The Maginot Line was a huge project that took enormous amounts of France’s infrastructure in the lean years after World War I. How did the horrors of that war shape the drive to build it?

AE: Fortification projects along the eastern frontier of France date back to the seventeenth century and the storied reign of Louis XIV, but the decision to construct a line of concrete fortifications to deter a future resurgent German state from invading France again was rooted in the horrific realities of a world war fought largely on French soil.   Northern France was the main theater of war along the Western Front.  The French suffered tremendous casualties — approximately 1.5 million combat dead (surpassed only by Russia and Germany) and an almost equal number of civilian losses.  The pock-marked landscapes of parts of northern France and the mutilés de la guerre (war wounded) who marched in Armistice Day parades served as constant reminders of foreign aggression. Even today the haunting war memorials that can be found in almost every village attest to the toll of World War I on the French psyche.  

The need to defend the country from such terrible sacrifices inspired the Maginot Line project.  Journalists help to rally popular support for the Maginot Line and its promoters.  Military veterans, such as Philippe Petain, the hero of Verdun, refused to listen to younger commanders like Colonel Charles de Gaulle, who suggested that investment in new technologies would offer a better defense.  In 1940, it would be Petain who signed the armistice with Hitler, arguing that accepting defeat was the necessary cost of saving France from another bloody war. 

The Maginot Line has become a metaphor for an expensive project that gives a false sense of security. Are there similar projects over history that compare, and were they built for the same reasons?

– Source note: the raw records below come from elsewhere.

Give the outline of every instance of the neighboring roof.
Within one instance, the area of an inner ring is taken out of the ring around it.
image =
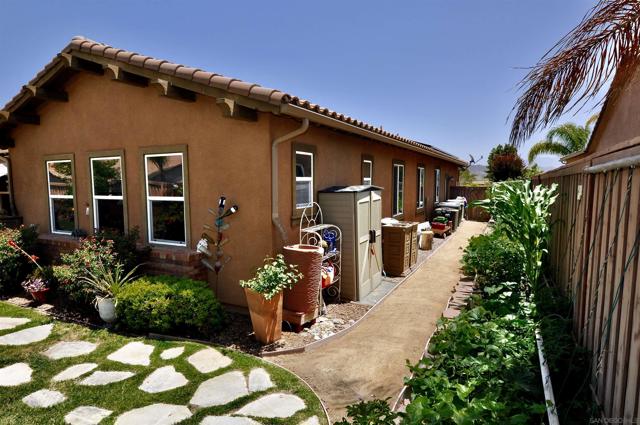
[[[431,145],[427,145],[416,140],[411,140],[405,137],[401,137],[397,134],[393,134],[389,131],[383,130],[382,127],[376,127],[363,121],[352,118],[348,115],[344,115],[329,108],[314,104],[308,100],[301,99],[297,96],[293,96],[286,92],[262,87],[258,84],[248,83],[235,78],[225,77],[220,74],[203,71],[198,68],[192,68],[181,64],[172,63],[162,59],[155,59],[151,56],[141,55],[135,52],[129,52],[123,49],[118,49],[109,46],[104,43],[89,40],[84,37],[74,37],[71,42],[58,54],[51,62],[49,62],[44,69],[42,69],[28,84],[24,86],[20,93],[13,97],[0,112],[14,111],[25,97],[33,95],[32,88],[40,87],[43,83],[43,79],[51,74],[51,71],[56,67],[60,67],[61,63],[67,59],[63,57],[64,54],[73,55],[75,52],[83,53],[89,56],[101,57],[107,60],[113,60],[115,62],[121,62],[133,67],[145,69],[151,72],[157,72],[164,74],[168,77],[183,79],[199,85],[209,86],[217,89],[227,91],[229,93],[237,94],[247,97],[249,99],[265,102],[274,106],[290,105],[298,107],[310,112],[323,115],[325,117],[346,123],[350,126],[366,130],[379,136],[400,142],[405,147],[418,148],[424,150],[427,154],[436,154],[439,157],[445,157],[446,159],[455,162],[459,165],[466,165],[466,161],[451,155],[441,149],[435,148]],[[31,86],[31,87],[29,87]],[[286,112],[285,112],[286,113]],[[0,115],[1,116],[1,115]],[[0,122],[0,125],[2,123]]]

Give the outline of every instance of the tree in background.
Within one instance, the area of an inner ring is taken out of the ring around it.
[[[522,177],[524,177],[527,180],[531,180],[531,178],[533,176],[537,176],[538,174],[542,174],[544,172],[544,170],[542,168],[540,168],[538,166],[538,164],[536,163],[529,163],[529,165],[527,166],[527,168],[524,169],[524,172],[522,173]]]
[[[487,159],[487,178],[492,182],[518,179],[524,171],[524,161],[512,145],[498,145]]]
[[[462,186],[471,185],[475,181],[475,179],[476,177],[473,175],[471,171],[469,171],[468,168],[465,168],[462,171],[460,171],[460,184]]]
[[[597,119],[598,115],[593,115],[584,126],[566,123],[552,128],[544,140],[531,146],[529,164],[540,154],[565,156],[584,150],[591,137],[591,125]]]

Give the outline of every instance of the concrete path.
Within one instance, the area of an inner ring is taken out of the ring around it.
[[[270,357],[306,380],[325,403],[332,422],[346,406],[374,398],[395,399],[460,279],[462,249],[485,223],[465,221],[400,287],[353,331],[302,354]]]

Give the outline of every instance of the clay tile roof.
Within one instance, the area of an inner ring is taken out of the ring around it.
[[[152,58],[150,56],[141,55],[134,52],[129,52],[122,49],[109,46],[104,43],[89,40],[84,37],[74,37],[71,42],[62,50],[62,53],[72,53],[73,51],[83,52],[85,54],[100,56],[111,60],[117,60],[119,62],[126,63],[131,66],[144,68],[160,74],[166,74],[176,78],[185,79],[187,81],[193,81],[197,84],[202,84],[217,89],[225,90],[240,96],[252,98],[261,102],[267,102],[272,105],[288,104],[299,108],[307,109],[309,111],[316,112],[324,115],[328,118],[332,118],[363,130],[367,130],[372,133],[385,136],[389,139],[393,139],[407,145],[418,147],[425,150],[437,151],[442,155],[445,155],[460,165],[466,164],[461,159],[450,155],[440,149],[436,149],[430,145],[417,142],[415,140],[400,137],[397,134],[393,134],[389,131],[383,130],[382,127],[376,127],[371,124],[356,120],[348,115],[344,115],[333,111],[329,108],[322,107],[320,105],[309,102],[308,100],[300,99],[299,97],[292,96],[286,92],[262,87],[258,84],[241,81],[235,78],[225,77],[222,75],[206,72],[197,68],[190,68],[184,65],[172,63],[162,59]],[[31,85],[37,85],[41,77],[46,75],[47,72],[54,66],[58,65],[62,59],[60,55],[54,58],[45,68],[36,75],[36,77],[29,82]],[[18,104],[18,101],[22,96],[28,95],[22,90],[18,95],[11,99],[3,108],[3,110],[10,110],[11,107]]]

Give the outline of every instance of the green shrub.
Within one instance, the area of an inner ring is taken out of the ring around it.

AE: The example that immediately comes to mind is the Berlin Wall. In this case, we are talking about a wall built by the German Democratic Republic to suppress the migration of its own citizens and the potential loss of their labor and talent to rival, capitalist states in the West.  You could argue that it was a successful project that impeded the flow of emigrants to West Germany and beyond, but narratives of daring escapes (in one case by hot air balloon) and poignant tales of failure and death in the barbed-wire no man’s land erected on the East German side captured the attention and imagination of the world, making it easier for Cold-War politicians in the West to describe the GDR as a failed, communist state. 

I was teaching in France in October 1989 when the Berlin Wall fell.  It was impossible to keep my students in class (nor did I want to) and many made a pilgrimage to Berlin to witness the dramatic dismantling of one of the most iconic emblems of the Iron Curtain. 

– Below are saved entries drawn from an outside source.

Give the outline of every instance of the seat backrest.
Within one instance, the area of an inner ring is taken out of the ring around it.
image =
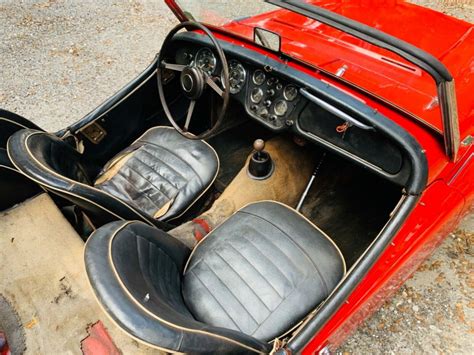
[[[141,220],[162,229],[168,226],[91,184],[82,155],[51,133],[25,129],[8,141],[8,155],[20,172],[88,212],[102,225],[114,220]]]

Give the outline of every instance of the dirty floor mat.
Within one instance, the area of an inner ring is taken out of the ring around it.
[[[99,321],[124,354],[156,353],[122,333],[101,311],[87,281],[83,249],[84,242],[47,194],[0,213],[0,290],[17,314],[13,327],[21,324],[16,332],[25,334],[25,354],[82,354],[89,325]],[[2,326],[11,313],[0,306]],[[14,335],[9,337],[14,345]]]

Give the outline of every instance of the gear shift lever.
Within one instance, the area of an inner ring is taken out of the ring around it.
[[[273,160],[265,149],[265,141],[256,139],[253,142],[254,153],[250,157],[248,174],[252,179],[264,180],[269,178],[274,170]]]

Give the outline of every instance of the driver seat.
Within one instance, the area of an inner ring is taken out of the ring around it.
[[[22,130],[8,142],[16,168],[45,189],[88,211],[100,225],[183,215],[214,182],[219,169],[206,142],[184,138],[171,127],[153,127],[90,176],[83,156],[51,133]]]

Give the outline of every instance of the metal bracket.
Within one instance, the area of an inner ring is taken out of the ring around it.
[[[80,132],[93,144],[99,144],[107,135],[107,131],[96,122],[84,127]]]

In the 1980s, progressive public activists suggested that a “Maginot mentality” had gripped conservative policy makers in the U.S.  They weren’t necessarily talking about physical border walls, but rather the cultural barriers that continued to stoke the defensive, binary policies of the Cold War. People like, Sidney Lens, argued that greater attention should be paid to economic issues in the developing world.

In a single word, was the Maginot Line a success, or a failure?

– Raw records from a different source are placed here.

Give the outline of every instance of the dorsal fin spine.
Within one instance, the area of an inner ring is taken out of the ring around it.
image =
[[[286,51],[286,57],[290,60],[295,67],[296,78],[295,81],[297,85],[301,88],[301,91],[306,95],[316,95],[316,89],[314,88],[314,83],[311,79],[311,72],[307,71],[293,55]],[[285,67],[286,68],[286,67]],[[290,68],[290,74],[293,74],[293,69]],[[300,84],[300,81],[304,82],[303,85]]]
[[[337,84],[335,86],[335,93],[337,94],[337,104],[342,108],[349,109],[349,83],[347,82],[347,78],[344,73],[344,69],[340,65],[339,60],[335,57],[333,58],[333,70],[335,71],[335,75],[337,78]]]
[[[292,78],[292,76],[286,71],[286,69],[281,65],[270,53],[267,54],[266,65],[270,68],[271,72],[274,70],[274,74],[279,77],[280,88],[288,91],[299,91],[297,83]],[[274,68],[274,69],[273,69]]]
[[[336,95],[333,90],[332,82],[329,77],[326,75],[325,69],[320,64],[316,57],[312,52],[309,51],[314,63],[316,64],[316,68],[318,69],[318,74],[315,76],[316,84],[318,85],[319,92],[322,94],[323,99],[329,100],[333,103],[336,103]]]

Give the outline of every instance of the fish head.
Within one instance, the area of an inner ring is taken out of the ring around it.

AE: Failure. BUT ... Do you expect any academic would be willing to be confined to one word?  I do have to mention that there is still vibrant debate in historical circles on this issue, and even revisionist historians, such as Julian Jackson, find it hard not to offer a qualified answer, especially as the Maginot Line has synonymous with colossal failures in political and military judgment.  Ardent defenders are quick to point out that the Maginot fortifications were also built to give the French army time to mobilize.  The devastating defeat of the French army in 1940 is attributed to poor leadership on the ground rather than the failure of the Maginot Line.  Others suggest that the Maginot Line failed because fortifications were never extended all the way to English Channel.  This latter argument has interesting resonances with our current debates on the border wall.